Cette violence n’est pas arbitraire. Les frontières jouent un rôle crucial pour le système capitaliste et sa « crise des migrants ». Les frontières nord-américaines, établies à l’origine par des guerres coloniales pour implanter les revendications des colons européens, sont également un moyen de contrôle migratoire. Elles empêchent les personnes de sortir de la violence, de la pauvreté et de l’exploitation. Les frontières poussent les gens dans la précarité sans statut légal, les criminalisant, et les rendant des proies plus faciles à l’exploitation capitaliste et patriarcale. Les frontières maintiennent le système d’apartheid global en place.
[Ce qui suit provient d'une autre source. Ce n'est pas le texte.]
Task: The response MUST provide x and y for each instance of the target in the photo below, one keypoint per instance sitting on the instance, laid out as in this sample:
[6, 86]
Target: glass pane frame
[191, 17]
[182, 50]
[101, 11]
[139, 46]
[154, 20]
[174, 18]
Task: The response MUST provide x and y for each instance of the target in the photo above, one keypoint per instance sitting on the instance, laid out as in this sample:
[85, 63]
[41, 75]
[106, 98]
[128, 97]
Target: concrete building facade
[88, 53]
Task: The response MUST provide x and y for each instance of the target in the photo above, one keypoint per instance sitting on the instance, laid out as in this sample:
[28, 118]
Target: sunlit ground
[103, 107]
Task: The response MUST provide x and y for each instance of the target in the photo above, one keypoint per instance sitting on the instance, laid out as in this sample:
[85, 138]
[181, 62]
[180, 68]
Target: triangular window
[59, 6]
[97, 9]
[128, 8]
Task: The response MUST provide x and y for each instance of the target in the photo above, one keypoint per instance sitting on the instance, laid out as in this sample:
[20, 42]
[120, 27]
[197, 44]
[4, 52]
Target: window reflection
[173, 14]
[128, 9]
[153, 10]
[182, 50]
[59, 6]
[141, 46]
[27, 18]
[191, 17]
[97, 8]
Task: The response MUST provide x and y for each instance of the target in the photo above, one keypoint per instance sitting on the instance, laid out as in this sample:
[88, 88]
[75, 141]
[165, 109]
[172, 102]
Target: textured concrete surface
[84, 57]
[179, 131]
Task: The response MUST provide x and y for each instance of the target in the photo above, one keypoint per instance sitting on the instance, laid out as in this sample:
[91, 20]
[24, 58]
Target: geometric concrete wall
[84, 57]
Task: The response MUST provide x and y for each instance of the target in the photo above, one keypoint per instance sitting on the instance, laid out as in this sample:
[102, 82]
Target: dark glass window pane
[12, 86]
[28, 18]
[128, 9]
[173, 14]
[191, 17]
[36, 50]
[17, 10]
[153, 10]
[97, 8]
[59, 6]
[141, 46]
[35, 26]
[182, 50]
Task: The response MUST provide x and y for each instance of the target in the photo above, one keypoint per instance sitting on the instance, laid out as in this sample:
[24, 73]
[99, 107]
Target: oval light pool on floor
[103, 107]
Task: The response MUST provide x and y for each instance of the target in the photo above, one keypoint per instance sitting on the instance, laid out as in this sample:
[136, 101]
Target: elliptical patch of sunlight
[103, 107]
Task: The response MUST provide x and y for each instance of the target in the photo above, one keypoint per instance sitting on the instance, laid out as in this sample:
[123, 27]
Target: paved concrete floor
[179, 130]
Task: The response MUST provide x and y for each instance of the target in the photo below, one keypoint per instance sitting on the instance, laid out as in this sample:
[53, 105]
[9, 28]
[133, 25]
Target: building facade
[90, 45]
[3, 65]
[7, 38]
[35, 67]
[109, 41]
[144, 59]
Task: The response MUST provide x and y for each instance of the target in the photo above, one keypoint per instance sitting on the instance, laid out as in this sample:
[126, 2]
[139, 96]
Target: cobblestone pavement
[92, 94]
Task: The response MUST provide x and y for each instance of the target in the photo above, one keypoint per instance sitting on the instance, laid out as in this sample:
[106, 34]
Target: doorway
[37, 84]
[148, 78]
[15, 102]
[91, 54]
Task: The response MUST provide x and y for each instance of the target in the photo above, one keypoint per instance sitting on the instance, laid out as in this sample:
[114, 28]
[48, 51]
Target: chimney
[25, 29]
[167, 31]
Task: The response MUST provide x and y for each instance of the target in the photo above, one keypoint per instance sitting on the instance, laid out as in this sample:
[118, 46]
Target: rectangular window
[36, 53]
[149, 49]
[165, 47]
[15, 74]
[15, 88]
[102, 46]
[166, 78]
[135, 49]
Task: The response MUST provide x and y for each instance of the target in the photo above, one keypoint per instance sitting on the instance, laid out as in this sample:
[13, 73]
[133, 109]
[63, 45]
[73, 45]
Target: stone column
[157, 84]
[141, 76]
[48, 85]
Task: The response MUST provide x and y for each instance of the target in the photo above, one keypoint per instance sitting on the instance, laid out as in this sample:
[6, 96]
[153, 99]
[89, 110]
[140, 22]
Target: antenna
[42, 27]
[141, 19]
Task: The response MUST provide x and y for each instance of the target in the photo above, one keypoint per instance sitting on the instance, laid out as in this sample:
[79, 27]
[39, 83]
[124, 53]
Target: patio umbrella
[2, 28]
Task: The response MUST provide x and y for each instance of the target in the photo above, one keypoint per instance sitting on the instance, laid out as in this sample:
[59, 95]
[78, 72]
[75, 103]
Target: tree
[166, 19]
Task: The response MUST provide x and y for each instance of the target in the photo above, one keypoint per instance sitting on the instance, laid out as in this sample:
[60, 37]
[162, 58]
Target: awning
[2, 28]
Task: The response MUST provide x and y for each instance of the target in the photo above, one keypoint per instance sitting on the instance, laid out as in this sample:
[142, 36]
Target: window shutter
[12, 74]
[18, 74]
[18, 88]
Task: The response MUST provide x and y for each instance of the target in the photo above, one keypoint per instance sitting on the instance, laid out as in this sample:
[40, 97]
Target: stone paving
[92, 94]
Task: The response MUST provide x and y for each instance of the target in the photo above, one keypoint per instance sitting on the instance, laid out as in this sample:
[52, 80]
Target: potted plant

Tentatives d’expansion du pacte d’exclusion des réfugié-e-s
Les réfugié-es traversant des États-Unis vers le Québec et le Canada n’ont d’autre choix que de traverser de manière irrégulière à Roxham Road et à d’autres points d’entrée ad hoc depuis l’entrée en vigueur de l’Entente sur les tiers pays sûrs en 2004. Cette entente entre le Canada et les États-Unis empêche les migrant-e-s, à quelques exceptions près, de présenter une demande d’asile à un poste-frontière canadien régulier si elles et ils proviennent des États-Unis (et inversement). Cela signifie que les migrant-e-s qui entrent au Canada en provenance des États-Unis ne peuvent demander le statut de réfugié que s’ils et elles traversent de manière «irrégulière». Cette politique a déjà coûté la vie à des migrant-e-s: nous honorons la mémoire de Mavis Otuteye, décédée en juin 2017. Elle a également provoqué la déportation de plusieurs personnes ou forcé de nombreuses autres à vivre sans statut pour éviter l’expulsion.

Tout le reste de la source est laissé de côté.